The second example is an elderly gentleman who as a boy collected vinyl records, left them at his mother’s home 45 years ago, went back to visit only once for a few days in all those years, and has never bothered about the records since, but when they were recently cleaned out of the attic and sold to a collector, and he was told about it, he protested effusively from another continent that no one should have interfered with his affairs!

Now compulsive hoarders always have a justification for keeping all those things others “mistakenly” call unneeded. They are very adroit at explaining why such-and-such an object is of great value to them. See the "Batman" parody, below. And egoistic, uncaring persons who cling to things only when they’re gone are also very good at berating others for their insensitivity. But they are not so strange. The fact is that attachment and identification affect all of us – it’s just the degree and the object of attachment that are different.


What we are most attached to is of course our body. Body-love is drummed into us from all sides from the moment our little baby tummies are tickled by kind-hearted relatives.

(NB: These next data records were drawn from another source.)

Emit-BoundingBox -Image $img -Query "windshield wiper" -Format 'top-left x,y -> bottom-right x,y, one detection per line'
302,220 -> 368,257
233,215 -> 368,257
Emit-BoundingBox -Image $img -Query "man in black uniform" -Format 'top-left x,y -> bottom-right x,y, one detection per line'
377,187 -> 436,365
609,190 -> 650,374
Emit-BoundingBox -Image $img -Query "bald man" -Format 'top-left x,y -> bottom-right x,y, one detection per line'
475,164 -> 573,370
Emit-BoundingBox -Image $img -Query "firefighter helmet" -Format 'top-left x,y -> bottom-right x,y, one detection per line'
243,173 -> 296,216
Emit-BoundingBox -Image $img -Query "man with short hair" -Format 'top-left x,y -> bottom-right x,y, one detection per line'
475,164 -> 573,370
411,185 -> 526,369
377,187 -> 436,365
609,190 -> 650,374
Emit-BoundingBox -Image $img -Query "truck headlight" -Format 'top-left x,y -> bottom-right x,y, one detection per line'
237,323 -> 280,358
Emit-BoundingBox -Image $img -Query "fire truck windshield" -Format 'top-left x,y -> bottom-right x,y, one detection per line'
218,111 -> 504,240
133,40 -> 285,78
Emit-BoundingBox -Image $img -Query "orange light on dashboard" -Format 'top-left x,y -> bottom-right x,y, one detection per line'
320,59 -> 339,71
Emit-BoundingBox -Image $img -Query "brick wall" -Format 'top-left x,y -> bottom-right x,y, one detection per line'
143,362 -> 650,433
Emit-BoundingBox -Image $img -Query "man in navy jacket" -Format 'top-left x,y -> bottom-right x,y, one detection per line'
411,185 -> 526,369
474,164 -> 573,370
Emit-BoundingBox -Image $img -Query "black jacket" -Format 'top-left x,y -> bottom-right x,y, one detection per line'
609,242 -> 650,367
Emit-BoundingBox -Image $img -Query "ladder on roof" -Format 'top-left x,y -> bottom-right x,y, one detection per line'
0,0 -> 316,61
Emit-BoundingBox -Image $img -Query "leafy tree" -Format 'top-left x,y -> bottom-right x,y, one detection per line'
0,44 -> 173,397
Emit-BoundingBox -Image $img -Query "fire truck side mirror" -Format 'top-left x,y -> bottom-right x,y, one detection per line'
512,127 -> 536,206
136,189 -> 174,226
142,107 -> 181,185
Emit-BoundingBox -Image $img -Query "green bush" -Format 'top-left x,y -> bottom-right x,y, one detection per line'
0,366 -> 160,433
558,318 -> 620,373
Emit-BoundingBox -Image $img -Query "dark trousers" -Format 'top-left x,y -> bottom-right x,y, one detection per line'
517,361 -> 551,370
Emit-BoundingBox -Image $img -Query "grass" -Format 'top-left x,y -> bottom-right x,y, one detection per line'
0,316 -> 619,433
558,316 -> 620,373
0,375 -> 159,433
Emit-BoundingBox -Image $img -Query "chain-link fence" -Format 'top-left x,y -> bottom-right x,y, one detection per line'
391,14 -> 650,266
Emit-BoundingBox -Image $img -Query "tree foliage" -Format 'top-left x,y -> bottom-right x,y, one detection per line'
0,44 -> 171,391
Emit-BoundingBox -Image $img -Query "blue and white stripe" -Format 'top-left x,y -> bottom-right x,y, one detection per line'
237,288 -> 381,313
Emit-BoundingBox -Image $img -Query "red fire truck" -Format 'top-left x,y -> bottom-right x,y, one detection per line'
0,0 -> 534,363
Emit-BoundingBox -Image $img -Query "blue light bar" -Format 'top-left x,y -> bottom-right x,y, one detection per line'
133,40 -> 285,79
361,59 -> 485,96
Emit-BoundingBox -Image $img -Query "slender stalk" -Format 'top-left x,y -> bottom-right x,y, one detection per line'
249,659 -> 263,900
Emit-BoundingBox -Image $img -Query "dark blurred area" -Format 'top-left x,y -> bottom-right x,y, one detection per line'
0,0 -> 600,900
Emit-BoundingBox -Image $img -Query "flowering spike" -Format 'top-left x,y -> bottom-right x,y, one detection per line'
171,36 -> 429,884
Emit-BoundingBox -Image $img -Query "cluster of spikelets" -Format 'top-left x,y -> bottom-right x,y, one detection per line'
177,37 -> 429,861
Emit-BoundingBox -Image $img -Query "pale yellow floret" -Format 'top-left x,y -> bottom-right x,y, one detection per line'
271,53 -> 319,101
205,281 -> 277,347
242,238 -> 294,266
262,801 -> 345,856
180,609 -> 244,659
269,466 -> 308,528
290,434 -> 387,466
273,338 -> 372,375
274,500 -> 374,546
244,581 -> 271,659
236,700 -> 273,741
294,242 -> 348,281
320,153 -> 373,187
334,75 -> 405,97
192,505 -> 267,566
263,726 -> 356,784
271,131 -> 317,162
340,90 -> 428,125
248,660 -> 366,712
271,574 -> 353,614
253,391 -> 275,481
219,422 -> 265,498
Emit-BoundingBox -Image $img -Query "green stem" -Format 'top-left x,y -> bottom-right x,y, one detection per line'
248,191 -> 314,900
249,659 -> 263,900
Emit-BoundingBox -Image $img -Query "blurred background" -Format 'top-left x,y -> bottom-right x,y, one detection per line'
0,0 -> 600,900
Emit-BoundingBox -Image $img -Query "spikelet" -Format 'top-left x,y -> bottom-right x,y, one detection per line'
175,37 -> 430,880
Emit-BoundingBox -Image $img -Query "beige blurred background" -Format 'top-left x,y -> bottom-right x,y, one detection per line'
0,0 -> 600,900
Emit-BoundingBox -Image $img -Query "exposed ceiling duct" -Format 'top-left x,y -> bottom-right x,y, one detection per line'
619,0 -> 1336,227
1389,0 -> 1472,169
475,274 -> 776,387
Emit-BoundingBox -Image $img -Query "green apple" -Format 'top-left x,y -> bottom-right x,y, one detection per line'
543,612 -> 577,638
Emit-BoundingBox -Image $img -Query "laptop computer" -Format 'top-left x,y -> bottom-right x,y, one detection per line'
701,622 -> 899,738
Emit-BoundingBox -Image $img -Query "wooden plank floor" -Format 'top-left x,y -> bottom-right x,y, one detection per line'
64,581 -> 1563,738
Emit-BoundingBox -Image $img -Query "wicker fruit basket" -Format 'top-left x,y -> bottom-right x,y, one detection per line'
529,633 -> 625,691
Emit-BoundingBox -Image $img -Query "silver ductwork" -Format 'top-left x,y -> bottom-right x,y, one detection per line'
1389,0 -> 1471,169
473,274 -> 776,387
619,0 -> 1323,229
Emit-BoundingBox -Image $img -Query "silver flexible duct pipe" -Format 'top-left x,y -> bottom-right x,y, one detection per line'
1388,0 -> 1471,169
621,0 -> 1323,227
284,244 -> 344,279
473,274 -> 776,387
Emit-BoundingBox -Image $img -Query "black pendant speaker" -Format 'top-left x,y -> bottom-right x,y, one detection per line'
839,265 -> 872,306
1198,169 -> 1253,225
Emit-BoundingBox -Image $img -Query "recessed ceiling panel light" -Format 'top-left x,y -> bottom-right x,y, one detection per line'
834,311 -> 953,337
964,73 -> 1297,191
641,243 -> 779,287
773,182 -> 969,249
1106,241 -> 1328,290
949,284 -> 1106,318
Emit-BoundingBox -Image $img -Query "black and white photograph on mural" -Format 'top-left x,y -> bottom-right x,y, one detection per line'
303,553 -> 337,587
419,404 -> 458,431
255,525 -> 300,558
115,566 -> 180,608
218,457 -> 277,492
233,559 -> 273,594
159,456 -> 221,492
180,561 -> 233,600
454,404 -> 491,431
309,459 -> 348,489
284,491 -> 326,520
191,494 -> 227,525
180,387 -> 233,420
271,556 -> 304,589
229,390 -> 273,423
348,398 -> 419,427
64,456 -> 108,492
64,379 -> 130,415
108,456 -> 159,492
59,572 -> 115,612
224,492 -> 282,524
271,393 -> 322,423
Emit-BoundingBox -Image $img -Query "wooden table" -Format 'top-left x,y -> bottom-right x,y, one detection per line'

Some people possibly develop body-loathing by themselves later on. Yes, we have to learn how to use the body. Sure, we need to learn motor skills. But when there is no antidote to constant body-identification, we grow up firmly ensconced in our little shells and think that the body is all there is, and, for some reason, it has to be kept young as well when age creeps in. Some people actually progress a little further to think it’s their minds that make them who they are. And reeling its head over both these domains is the grandiose Ego who also thinks he’s the biggest of bosses, and woe unto him who offends that entity, because it will rear its ugly head and smite all and sundry and pummel them down into the dust.

So it’s quite easy to progress from the love of or identification with the physical body, and our attachment to our minds, and extend our boundaries to include our things, our possessions, our little souvenirs of life that no one knows what to do with when we die – unless the chain of identification continues in offspring or relatives. Of course no one would spurn a nice inheritance – especially cash, land and buildings – but what about those old letters, postcards, photos, mementoes and papers that meant so much to one person but fail to attract any interest from descendents?

So, yes, those familiar with Thoreau will side with his “Simplify, simplify”, but it really means that we have to look at things from a new viewpoint.

Growing means accepting life as it is. As life goes on, we should become wiser and wealthier in understanding, not necessarily in possessions. When we die, we leave everything behind – body, mind and possessions. So why live life clinging onto these and hoarding them? What possible good does it do to “us”? Because behind the body, and behind the mind is the “I” that is the Observer, the Consciousness, the small-scale representative of the Creator. That is what we need to promote and nourish and care for, not dust and ashes, not sense perceptions falling onto the field of awareness and being reacted to, not things made of clay, stone, wood, paper and man-made composites, however needed or useful they may be during our lifetime.

Celebrate your Self-Awareness and thank heavens you are not just your body, or your mind. But much more than that if you really want to be.